En Allemagne, le consortium Siemens (sur base Krauss-Maffei) a lancé son propre autorail pour les nouvelles relations ICE qui, au contraire des TGV, utilisait au début, les infrastructures existantes. Le succès français et la cohabitation difficile entre les intercités traditionnels et les Velaro de Siemens a conduit l’Allemagne a construire des LGV, à son tour. Le Velaro n’a cessé de s’améliorer et de s’exporter notamment en Espagne et plus récemment pour le tunnel sous la Manche ; au grand dam d’Alstom… L’agressivité technologique et commerciale du n° 3 mondial a incité certains, avec la quasi injonction de la Commission Europénne à demander le démantèlement d’Alstom et la cession des activités ferroviaires à Siemens qui avait déjà racheté la branche « transports » de Matra qui construit notamment le VAL. Cela a conduit le Gouvernement français et son Ministre de l’Économie de l’époque, un certain M. Sarkozy, de mettre de l’argent dans la branche ferroviaire d’Alstom au point que certains ont pu parler de nationalisation déguisée. Ça a sauvé momentanément le n°2 mondial mais la stratégie insensée des hauts dirigeants d’Alstom les a poussé à céder la branche « énergie » à General Electric et donc menacer (euphémisme) l’indépendance énergétique de la France. Puisqu’on en est dépecer l’ex géant français, pourquoi ne pas continuer ? On ferme l’usine de production de Belfort et l’on regroupe tout à Reichshoffen qui s’occupe surtout de maintenance et pas de production. Tout est dit. Scandale dans la foulée, d’autant que le PDG et les actionnaires, eux, se frottent les mains tandis que, une fois de plus, on déplore que la France n’a plus d’industrie et ne produit plus rien, au contraire de l’Allemagne. On comprend d’autant moins que peu de jours plus tôt, on annonçait en fanfare la vente de rames Avelia Liberty (dérivé de l’AGV) aux États-Unis et l’on y voyait un signe que l’industrie ferroviaire française reprenait l’avantage.

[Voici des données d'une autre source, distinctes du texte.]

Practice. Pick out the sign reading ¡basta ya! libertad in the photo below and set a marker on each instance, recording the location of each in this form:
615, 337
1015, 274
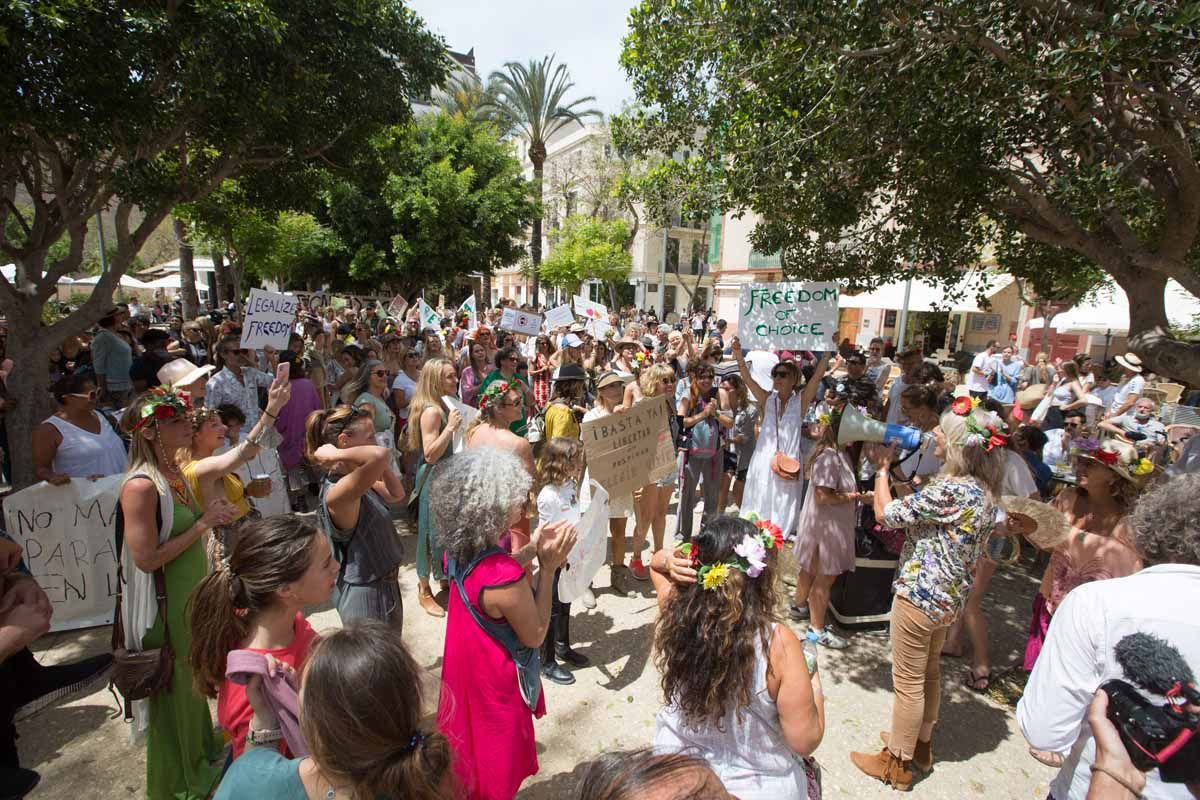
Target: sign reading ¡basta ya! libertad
789, 316
630, 449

http://www.usinenouvelle.com/article/l-avelia-liberty-le-nouveau-tgv-d-alstom-qui-seduit-les-etats-unis.N430002

 

Après quelques jours de tergiversation, de négociation, le Gouvernement qui vit ses derniers mois débloque un demi-milliard d’euros pour acheter 16 TGV. On se dit que c’est formidable et que le site belfortain est sauvé. Sauf que, en y regardant de près, on comprend que c’est un coup tordu. D’abord, c’est l’État et pas SNCF qui paie. Curieux : c’est pourtant la même caisse et le même argent des contribuables. Ah non, une astuce comptable exige de différencier les deux. Curieux pays où dans une même entreprise d’État ou une même administration, on se facture des prestations à soi-même mais dans deux services ou filiales différentes. En clair, l’État va agir comme un opérateur privé sur son propre réseau national construit par l’État. Ou plutôt, l’État va agir comme les Régions qui financent les rames qui roulent sur les voies SNCF à côté des trains de la SNCF et, bientôt, des opérateurs privés qui, pour l’instant, ne se bousculent pas. Deuxième bizarrerie, ces TGV rouleront à vitesse commerciale normale – soit 160 km/h – au lieu des 350 autorisés sur les LGV. L’Espagne avait fait ça en 1992. Dans sa commande de 24 TGV, il y avait 6 rames à écartement espagnol pour proposer des liaisons plus rapides sur lignes normales sur les relations Euromed. Au début des années 2010, la Renfe a transformé ces 6 TGV sous employés, en TGV à grande vitesse et écartement international pour renforcer son offre AVE. La France fait le contraire… On peut penser que les 16 nouvelles rames (si la commande est honorée) rouleront bien sur les LGV et que les premières rames vieillissantes (mais pas tant que ça) seront affectées aux liaisons intercités classiques. Du reste, c’est une proposition qui avait déjà été exprimée, accompagnée du souhait de relèvement de la vitesse de ces rames à 200 km/h (au lieu de 160), soit la vitesse des prestigieux Capitole, Aquitaine (220 km/h entre Paris et Bordeaux) et presque autant pour le Mistral. Y a pas à dire, on progresse à reculons.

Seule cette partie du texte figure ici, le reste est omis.